One of the protections flowing from the double jeopardy guarantee is that against a second prosecution for the same offense after acquittal; North Carolina v. Pearce, 395 U.S. 711, 717 (1969); or conviction. Illinois v. Vitale, 447 U.S. 410 (1980).
The constitutional prohibition against ‘double jeopardy’ was designed to protect an individual from being subjected to the hazards of trial and possible conviction more than once for an alleged offense. . . . The underlying idea, one that is deeply ingrained in at least the Anglo-American system of jurisprudence, is that the State with all its resources and power should not be allowed to make repeated attempts to convict an individual for an alleged offense, thereby subjecting him to embarrassment, expense and ordeal and compelling him to live in a continuing state of anxiety and insecurity, as well as enhancing the possibility that even though innocent he may be found guilty.
Green v.
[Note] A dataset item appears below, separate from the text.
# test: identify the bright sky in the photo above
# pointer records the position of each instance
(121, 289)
United States, 355 U.S. 184 (1957). The most famous double jeopardy case is Blockburger v. United States, which laid out the test for determining if multiple convictions arising out of the same incident violated the prohibition against double jeopardy:
[t]he applicable rule is that where the same act or transaction constitutes a violation of two distinct statutory provisions, the test to be applied to determine whether there are two offenses or only one, is whether each provision requires proof of a fact which the other does not.
Blockburger v. United States, 284 U.S. 299, 304 (1932). This analysis ‘precludes examination of the evidence.’ Illinois v. Vitale, 447 U.S. 410, 416 (1980). Instead, an examination of the elements of the two crimes is essential. Brown v. Ohio, 432 U.S. 161, 166 (1977).
Quoth Justice Stevens, in Illinois v. Vitale:
In Harris v. Oklahoma, 433 U.S. 682, we held that a conviction on a felony-murder charge barred a subsequent prosecution for robbery, where the robbery had been used to establish the requisite intent on the murder charge. Cf. Whalen v. United States, 445 U.S. 684. Since it was theoretically possible that a different felony could have supported the murder charge, such a result may not have been required by a literal application of the Blockburger test, see Whalen v. United States, supra, at 708-711 (REHNQUIST, J., dissenting). However, the entire Court agreed that it was required by the Double Jeopardy Clause.
Of course, it is the interpretation of state law by a state court that controls and under PA law, attempted murder may not be a lesser included offenses of murder. There is a line of cases that suggests that the treatment of those crimes intended by the legislature plays an important role in determining whether they are the same for double jeopardy purposes. Perhaps the differing sentencing ranges for attempt and the completed act (for murder at least, at least here in CT) may give some weight to that argument.
Stepping back from the legal mumbo-jumbo, there is a certain appeal to the argument that Barnes should not be permitted to reap the benefits of a lesser sentence merely because Barclay did not die immediately.
This, however, is not unavailing, especially in light of the fact that the Commonwealth was willing to have Barnes plead to a lesser degree of murder, exposing him to a potential maximum sentence of 10 to 20 years, with credit for 16 years already served.
The Commonwealth is not interested in the legal issues here, especially when you consider the fact that Barclay’s body wasn’t autopsied for 7 months and after Barnes had been charged with murder. To me it seems more like grandstanding and putting on a show in light of the death of a member of law enforcement. Which is fine, except Barnes has already paid a pretty steep price for that very crime.
[As you may have noticed, my DJ analysis was pretty half-baked. That's because I am unwilling to embark on writing a brief on this subject just yet. If I've missed a key case, I'm sure you'll let me know about it.]